The book centers on two families in small-town England: both have children, who begin the book as teenagers but quickly grow into young adults. Both families are “Aetherial,” meaning they have otherworldly origins, but have chosen to live on Earth--and now find themselves stuck there. But while there’s enough magic in the book to keep it from becoming too mundane, the fantasy elements play a relatively minor role. Very little time is spent in the Otherworld, despite what the title and cover might have you believe; Warrington evokes a sense of wonder about it, undiluted by a drawn-out quest or travelogue. Elfland is, first, a family drama, and second, a romance. It’s also a melodrama, but while that normally means “cue detached eye-rolling,” this one completely worked for me, probably because it’s so easy to believe in the characters and get caught up in their stories.
I had a fantastic time with this book, finding it more enjoyable and immersive than anything I’d read for awhile. The characters are real and complicated people who are easy to sympathize with. Rosie, who is probably the protagonist (though the book is told in third-person and often shifts to other POVs) makes an excellent heroine: she’s nice, but in a way that feels genuine and realistic--not at all one of those too-good-to-be-true types that authors create when they’re afraid of giving their leads flaws. And she’s reasonable, which makes her easy to relate to. The same goes for her family: the characters and the way they communicate with each other are positive, making them easy to like, but always feel real and never contrived or saccharine.
And the romance is a lovely slow burn that I did not expect to like (based on the identity of the love interest), but did. The book is very positive about women and sexuality: Rosie goes to college, dates, has some sex, and this is treated as perfectly normal and healthy and not something that need be dealt with in great detail (although there are some explicit scenes later in the book).

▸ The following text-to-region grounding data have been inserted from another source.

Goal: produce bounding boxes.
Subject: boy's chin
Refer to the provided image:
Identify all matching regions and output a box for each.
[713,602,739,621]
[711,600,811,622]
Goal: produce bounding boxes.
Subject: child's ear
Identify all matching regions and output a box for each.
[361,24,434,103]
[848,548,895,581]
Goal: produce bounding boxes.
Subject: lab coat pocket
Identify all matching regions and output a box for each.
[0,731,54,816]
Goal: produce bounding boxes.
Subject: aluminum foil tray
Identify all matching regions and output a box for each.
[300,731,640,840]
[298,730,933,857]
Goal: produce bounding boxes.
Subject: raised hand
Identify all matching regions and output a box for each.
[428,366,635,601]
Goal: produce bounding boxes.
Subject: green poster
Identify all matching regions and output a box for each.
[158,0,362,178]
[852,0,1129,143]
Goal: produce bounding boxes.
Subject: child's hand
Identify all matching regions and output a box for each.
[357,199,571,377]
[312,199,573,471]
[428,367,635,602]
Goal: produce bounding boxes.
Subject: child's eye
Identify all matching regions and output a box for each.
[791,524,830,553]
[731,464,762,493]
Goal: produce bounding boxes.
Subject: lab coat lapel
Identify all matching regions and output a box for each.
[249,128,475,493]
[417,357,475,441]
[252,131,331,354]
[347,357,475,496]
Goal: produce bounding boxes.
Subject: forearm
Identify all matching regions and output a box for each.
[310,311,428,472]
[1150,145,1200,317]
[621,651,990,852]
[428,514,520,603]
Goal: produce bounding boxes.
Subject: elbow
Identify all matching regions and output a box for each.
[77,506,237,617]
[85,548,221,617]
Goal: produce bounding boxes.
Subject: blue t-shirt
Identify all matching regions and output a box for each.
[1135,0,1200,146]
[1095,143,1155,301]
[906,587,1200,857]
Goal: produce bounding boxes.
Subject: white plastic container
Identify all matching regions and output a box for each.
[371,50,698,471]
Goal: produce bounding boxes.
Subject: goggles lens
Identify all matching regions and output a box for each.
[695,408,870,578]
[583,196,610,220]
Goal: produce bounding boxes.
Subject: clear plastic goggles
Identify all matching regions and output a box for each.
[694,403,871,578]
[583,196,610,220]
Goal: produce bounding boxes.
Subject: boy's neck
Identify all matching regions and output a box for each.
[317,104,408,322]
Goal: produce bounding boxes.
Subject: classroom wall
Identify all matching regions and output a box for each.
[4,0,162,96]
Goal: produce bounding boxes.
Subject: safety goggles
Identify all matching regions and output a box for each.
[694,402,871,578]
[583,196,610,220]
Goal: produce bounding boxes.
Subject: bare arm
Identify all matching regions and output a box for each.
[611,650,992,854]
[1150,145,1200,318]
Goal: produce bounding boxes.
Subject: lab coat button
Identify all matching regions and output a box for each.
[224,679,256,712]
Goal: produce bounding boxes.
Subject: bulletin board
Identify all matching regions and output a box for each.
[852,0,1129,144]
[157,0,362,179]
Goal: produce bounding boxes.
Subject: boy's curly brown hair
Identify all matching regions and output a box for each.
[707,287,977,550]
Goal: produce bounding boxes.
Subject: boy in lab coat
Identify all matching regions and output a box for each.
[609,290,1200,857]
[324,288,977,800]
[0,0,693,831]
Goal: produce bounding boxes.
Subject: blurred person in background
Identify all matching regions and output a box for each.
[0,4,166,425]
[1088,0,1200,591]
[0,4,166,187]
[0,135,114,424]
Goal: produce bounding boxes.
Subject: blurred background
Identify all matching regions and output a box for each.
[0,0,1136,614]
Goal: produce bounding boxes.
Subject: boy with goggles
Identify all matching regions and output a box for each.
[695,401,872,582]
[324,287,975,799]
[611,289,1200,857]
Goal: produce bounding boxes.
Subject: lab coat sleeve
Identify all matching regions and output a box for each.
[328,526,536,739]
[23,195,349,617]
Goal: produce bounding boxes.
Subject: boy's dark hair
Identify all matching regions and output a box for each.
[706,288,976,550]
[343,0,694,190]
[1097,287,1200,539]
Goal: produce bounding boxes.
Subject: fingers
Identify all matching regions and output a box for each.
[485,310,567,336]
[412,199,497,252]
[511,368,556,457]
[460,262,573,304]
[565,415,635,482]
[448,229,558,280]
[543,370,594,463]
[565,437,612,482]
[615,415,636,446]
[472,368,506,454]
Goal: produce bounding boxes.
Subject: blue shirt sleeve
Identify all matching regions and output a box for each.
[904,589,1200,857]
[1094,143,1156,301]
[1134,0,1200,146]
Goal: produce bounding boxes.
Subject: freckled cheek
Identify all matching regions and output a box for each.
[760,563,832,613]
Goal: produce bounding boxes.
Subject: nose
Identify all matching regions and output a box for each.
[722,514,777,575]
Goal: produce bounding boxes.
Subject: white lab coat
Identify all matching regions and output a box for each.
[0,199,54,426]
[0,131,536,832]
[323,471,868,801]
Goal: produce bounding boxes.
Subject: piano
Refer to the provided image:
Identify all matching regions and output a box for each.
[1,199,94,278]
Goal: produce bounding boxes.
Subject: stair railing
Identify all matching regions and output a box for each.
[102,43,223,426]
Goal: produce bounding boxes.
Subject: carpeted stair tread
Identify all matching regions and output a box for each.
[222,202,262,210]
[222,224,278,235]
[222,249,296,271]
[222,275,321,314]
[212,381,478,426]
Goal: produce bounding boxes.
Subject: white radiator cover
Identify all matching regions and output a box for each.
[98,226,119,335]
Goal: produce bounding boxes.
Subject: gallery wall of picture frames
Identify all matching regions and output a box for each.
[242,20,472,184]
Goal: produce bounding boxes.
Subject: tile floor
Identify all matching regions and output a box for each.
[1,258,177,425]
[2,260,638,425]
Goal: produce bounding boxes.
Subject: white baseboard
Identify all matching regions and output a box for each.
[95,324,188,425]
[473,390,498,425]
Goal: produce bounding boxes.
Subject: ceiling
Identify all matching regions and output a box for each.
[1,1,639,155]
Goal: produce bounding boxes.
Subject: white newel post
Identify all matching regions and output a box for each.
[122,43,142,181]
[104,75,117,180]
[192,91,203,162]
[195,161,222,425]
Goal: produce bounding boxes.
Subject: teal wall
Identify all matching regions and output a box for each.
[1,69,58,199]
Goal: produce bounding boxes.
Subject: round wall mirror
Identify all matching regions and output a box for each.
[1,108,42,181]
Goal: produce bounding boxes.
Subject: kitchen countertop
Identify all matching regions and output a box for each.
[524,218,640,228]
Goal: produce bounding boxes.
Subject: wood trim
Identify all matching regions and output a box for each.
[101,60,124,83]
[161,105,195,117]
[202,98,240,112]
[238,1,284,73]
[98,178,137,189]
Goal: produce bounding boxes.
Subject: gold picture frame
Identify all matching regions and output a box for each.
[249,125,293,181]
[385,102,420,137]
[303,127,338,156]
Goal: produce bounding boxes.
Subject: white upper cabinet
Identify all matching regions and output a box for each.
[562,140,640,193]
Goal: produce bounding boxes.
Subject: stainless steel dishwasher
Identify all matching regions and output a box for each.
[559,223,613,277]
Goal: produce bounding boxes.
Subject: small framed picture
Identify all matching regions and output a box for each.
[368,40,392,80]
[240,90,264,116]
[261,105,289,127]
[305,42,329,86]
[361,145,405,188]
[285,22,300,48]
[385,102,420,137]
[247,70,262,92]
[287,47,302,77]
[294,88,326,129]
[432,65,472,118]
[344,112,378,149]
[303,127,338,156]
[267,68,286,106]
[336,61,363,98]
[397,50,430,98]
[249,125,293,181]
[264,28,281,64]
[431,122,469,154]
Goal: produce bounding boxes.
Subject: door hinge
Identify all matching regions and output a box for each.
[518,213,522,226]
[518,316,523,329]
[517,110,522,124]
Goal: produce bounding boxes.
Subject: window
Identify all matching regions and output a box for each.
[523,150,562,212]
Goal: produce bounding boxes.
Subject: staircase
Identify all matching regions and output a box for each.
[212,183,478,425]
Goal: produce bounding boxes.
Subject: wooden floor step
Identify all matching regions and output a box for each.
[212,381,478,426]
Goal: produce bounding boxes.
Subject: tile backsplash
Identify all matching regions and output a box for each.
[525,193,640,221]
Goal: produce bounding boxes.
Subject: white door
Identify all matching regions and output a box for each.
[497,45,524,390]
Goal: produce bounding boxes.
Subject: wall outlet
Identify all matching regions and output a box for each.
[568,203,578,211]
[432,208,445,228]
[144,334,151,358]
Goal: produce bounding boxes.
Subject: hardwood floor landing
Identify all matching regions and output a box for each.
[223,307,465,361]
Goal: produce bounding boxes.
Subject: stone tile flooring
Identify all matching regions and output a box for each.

The writing itself is nothing to write home about, but there is some great imagery, and Warrington does a good job with the modern (and very British) dialogue. At times the plot felt like a bit much (there’s perhaps one murderous rage too many), and occasionally a male character would seem a tad too sensitive, but by the time I’d gotten a couple of chapters in, I was thoroughly enjoying the book and was not put off by its imperfections. So, while not great literature, Elfland is still a lovely work, and one I’d recommend to those who like their fantasy firmly grounded in the real world.